I would advise refraining from telling DW about every detail and every text or email. The more you say the more irritated they become.

JellyBean
Posts: 1678
Joined: Mon Sep 12, 2016 10:12 am

Re: 3 days no contact & ...

Post by JellyBean » Fri May 19, 2017 8:56 pm

What's more important?

Your wife? Or your LO?

Once you have an answer, place your energy there.
Just call me LF, short for Limerent Friend.

howdidthishappen
Posts: 31
Joined: Mon May 15, 2017 12:35 pm

Re: 3 days no contact & ...

Post by howdidthishappen » Fri May 19, 2017 10:12 pm

Omg Aquamarine, what are you doing in my head ?!? Lol

It was actually her that suggested backing off as she feared she was sending mixed messages & thought a break would help us clear our heads (no chance !)

We'd spoken via an email earlier in the week (via text) following an automated email that I had to forward over to her, but otherwise NC since

I genuinely think she's just checking I was ok as I looked after her when she split from her fella a couple of months ago so feels she should (knowing that I'm having a hard time not seeing her) but no, I've not told her to cease contact as, if I'm honest, I probably didn't want her too ....

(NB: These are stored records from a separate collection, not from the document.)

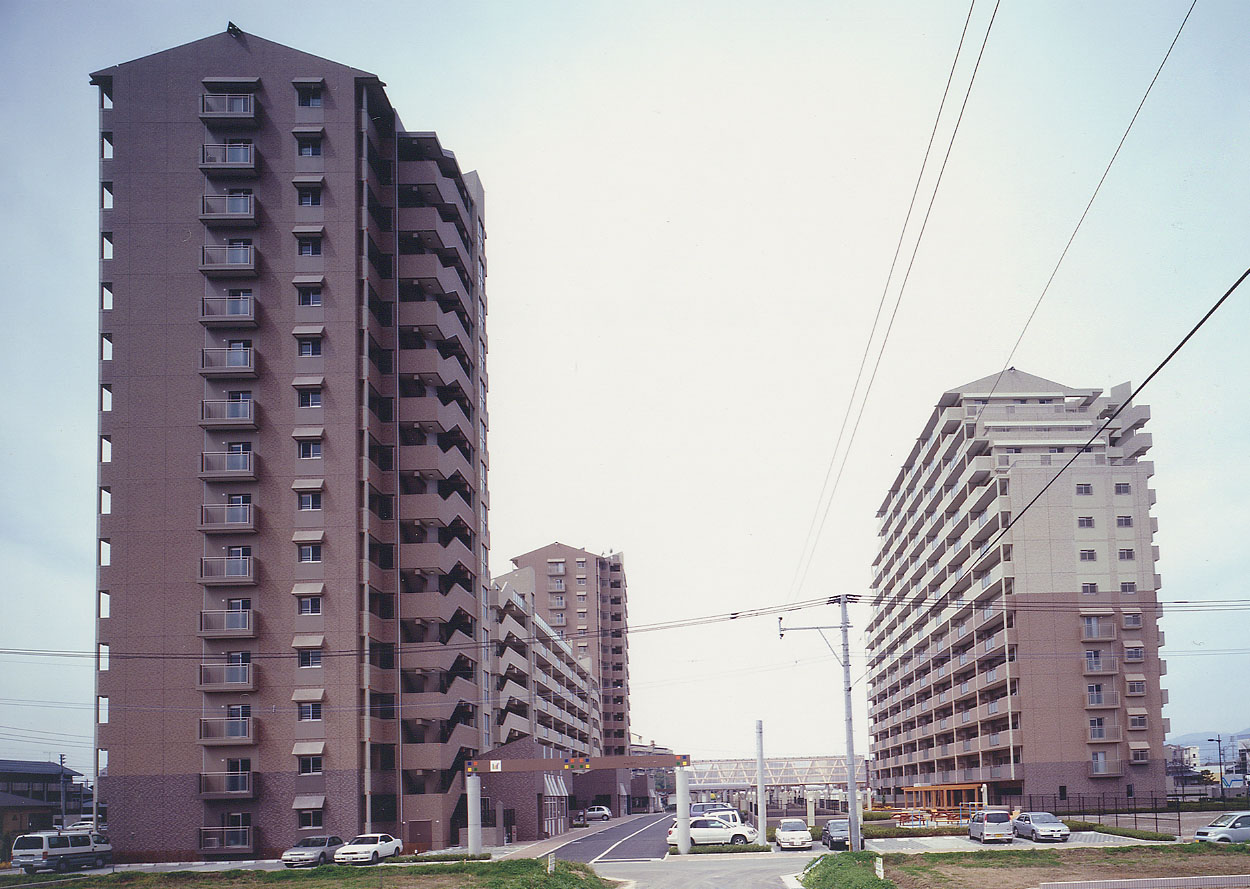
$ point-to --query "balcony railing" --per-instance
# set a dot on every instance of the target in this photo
(229, 160)
(228, 108)
(225, 465)
(226, 840)
(228, 570)
(228, 363)
(1105, 768)
(233, 209)
(228, 414)
(228, 730)
(226, 678)
(226, 785)
(228, 311)
(1101, 699)
(229, 261)
(226, 624)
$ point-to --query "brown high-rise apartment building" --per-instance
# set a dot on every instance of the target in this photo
(1023, 658)
(585, 598)
(293, 457)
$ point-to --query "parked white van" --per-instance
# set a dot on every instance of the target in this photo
(60, 850)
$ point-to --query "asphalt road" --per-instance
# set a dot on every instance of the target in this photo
(638, 839)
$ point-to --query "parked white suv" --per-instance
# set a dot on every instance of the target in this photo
(60, 850)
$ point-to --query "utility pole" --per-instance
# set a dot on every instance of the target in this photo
(856, 840)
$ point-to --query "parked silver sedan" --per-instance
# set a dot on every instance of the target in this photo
(1039, 825)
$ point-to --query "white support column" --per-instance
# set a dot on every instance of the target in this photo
(683, 812)
(473, 787)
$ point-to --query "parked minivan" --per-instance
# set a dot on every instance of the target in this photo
(60, 850)
(991, 825)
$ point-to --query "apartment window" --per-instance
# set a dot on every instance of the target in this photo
(310, 713)
(310, 604)
(310, 657)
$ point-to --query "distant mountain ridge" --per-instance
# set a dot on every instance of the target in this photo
(1206, 748)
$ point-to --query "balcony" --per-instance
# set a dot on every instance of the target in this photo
(226, 625)
(228, 785)
(228, 572)
(228, 467)
(221, 730)
(1103, 734)
(1106, 664)
(228, 311)
(228, 414)
(229, 110)
(228, 161)
(226, 678)
(228, 840)
(1105, 768)
(229, 261)
(1101, 699)
(233, 210)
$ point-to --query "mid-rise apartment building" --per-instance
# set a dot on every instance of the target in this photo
(1014, 638)
(540, 689)
(585, 598)
(293, 534)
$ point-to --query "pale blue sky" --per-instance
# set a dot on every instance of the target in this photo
(691, 210)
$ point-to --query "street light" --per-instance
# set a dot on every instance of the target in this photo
(1219, 747)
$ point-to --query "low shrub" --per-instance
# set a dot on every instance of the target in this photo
(845, 870)
(1119, 832)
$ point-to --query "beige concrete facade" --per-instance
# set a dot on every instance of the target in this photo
(293, 457)
(585, 598)
(1024, 659)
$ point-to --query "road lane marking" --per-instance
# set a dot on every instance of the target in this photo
(651, 824)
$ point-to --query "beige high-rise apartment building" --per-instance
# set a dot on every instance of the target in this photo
(293, 426)
(1021, 658)
(585, 598)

And Limerentfriend, when you put it like that, it should be simple.

AMA210
Posts: 1325
Joined: Tue Nov 15, 2016 2:17 pm

Re: 3 days no contact & ...

Post by AMA210 » Sat May 20, 2017 1:21 am

howdidthishappen wrote:
Fri May 19, 2017 10:12 pm
Omg Aquamarine, what are you doing in my head ?!? Lol
LOL....I have done this "deep analysis" of exactly what LO meant for the past year, not to mention having memorized every conversation and interaction that has occurred.

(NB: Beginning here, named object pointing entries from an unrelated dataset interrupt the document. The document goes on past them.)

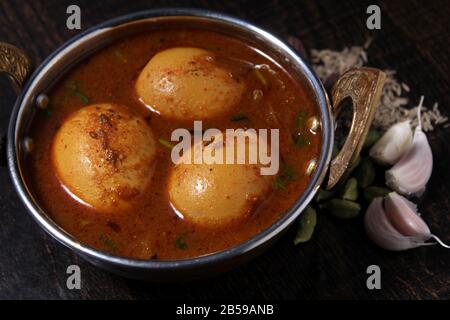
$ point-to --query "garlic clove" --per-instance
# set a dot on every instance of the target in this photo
(394, 224)
(411, 173)
(403, 216)
(393, 144)
(381, 231)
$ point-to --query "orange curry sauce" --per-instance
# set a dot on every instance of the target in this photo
(151, 229)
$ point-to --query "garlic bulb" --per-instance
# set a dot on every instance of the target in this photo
(411, 173)
(393, 144)
(394, 224)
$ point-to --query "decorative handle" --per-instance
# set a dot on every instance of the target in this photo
(15, 63)
(364, 87)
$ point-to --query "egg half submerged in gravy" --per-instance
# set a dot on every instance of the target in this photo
(187, 83)
(217, 194)
(104, 155)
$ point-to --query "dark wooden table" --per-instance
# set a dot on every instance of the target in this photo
(414, 40)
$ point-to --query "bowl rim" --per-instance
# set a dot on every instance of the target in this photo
(252, 243)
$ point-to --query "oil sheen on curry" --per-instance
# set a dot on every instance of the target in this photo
(101, 164)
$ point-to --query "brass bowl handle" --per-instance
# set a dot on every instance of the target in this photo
(364, 87)
(15, 63)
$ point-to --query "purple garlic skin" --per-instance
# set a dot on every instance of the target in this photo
(410, 175)
(393, 224)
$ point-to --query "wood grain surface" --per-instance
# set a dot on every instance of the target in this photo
(414, 40)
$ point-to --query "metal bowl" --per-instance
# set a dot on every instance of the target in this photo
(83, 45)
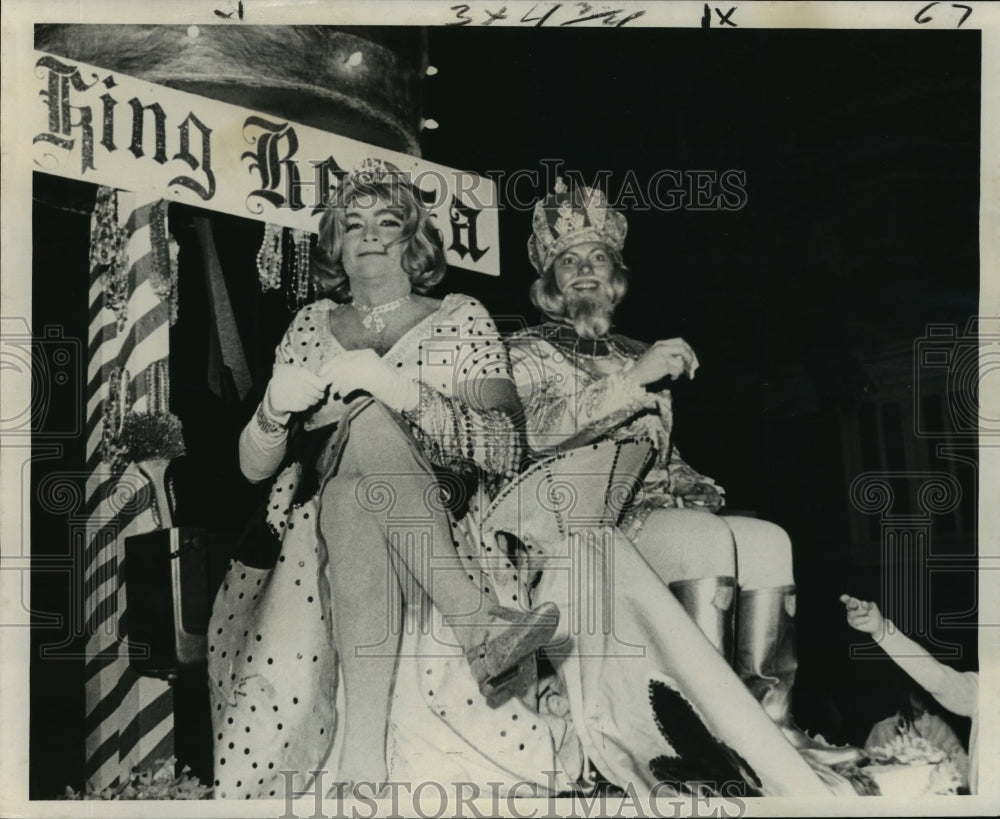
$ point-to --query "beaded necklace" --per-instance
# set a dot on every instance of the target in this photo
(373, 314)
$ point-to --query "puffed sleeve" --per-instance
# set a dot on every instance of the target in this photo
(682, 476)
(562, 408)
(465, 418)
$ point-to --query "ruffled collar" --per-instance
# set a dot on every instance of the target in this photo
(564, 337)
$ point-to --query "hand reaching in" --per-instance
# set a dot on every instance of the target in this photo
(364, 370)
(292, 389)
(672, 357)
(702, 495)
(864, 616)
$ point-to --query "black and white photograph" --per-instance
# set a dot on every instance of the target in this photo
(522, 409)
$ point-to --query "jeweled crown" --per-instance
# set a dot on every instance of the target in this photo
(568, 217)
(372, 171)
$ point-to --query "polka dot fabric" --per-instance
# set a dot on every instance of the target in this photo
(272, 666)
(272, 661)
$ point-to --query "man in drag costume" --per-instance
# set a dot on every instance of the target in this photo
(385, 414)
(582, 388)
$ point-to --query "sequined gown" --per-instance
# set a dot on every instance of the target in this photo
(272, 661)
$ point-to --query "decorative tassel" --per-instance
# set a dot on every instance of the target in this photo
(158, 387)
(163, 276)
(269, 258)
(109, 252)
(301, 278)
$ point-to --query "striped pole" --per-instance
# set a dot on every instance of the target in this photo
(129, 719)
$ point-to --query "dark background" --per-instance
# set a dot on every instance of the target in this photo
(861, 154)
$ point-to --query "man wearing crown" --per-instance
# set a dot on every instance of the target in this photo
(580, 384)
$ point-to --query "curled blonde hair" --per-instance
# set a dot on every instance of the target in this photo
(547, 297)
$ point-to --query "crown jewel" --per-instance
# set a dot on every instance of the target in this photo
(568, 217)
(372, 171)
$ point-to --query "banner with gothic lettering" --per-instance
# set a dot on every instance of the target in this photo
(115, 130)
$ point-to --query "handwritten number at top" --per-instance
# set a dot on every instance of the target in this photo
(541, 20)
(586, 12)
(923, 17)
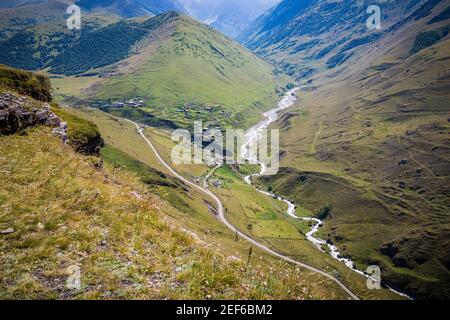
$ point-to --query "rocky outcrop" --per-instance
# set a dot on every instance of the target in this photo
(19, 112)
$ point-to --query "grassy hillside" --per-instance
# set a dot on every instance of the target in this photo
(27, 83)
(65, 212)
(182, 62)
(370, 134)
(33, 35)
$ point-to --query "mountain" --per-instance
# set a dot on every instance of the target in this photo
(323, 34)
(170, 61)
(113, 221)
(132, 8)
(230, 17)
(370, 134)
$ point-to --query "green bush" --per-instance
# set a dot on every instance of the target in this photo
(83, 135)
(24, 82)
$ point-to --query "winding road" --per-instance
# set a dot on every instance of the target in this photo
(221, 215)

It was actually her that suggested backing off as she feared she was sending mixed messages & thought a break would help us clear our heads (no chance !)
We'd spoken via an email earlier in the week (via text) following an automated email that I had to forward over to her, but otherwise NC since
If you need to send email that is work-related, than that is ok. But, continuing with texts just adds matches to the flame. I would like to know her definition of "mixed messages". My LO (a male) was the master of mixed signals.

I genuinely think she's just checking I was ok as I looked after her when she split from her fella a couple of months ago so feels she should (knowing that I'm having a hard time not seeing her) but no, I've not told her to cease contact as, if I'm honest, I probably didn't want her too ....
Yes, given the choice between contact and none, the winner every time is contact. I completely understand. I have been where you are. Even though I am NC, my brain continues to want the most insignificant of hits, a passing glance.....it totally sucks....but even that will fade away and then it will be complete NC. It's a process just like everything else. It takes time.

And Limerentfriend, when you put it like that, it should be simple.
It should be this simple, but it isn't. You may say it's DW, but you know it's LO. It's a lie we tell ourselves over and over until we believe it as the truth. I don't know if you have read any of my posts, but all of my journey is here on this forum. I was in LE deeply. If I can help you, please send me a PM.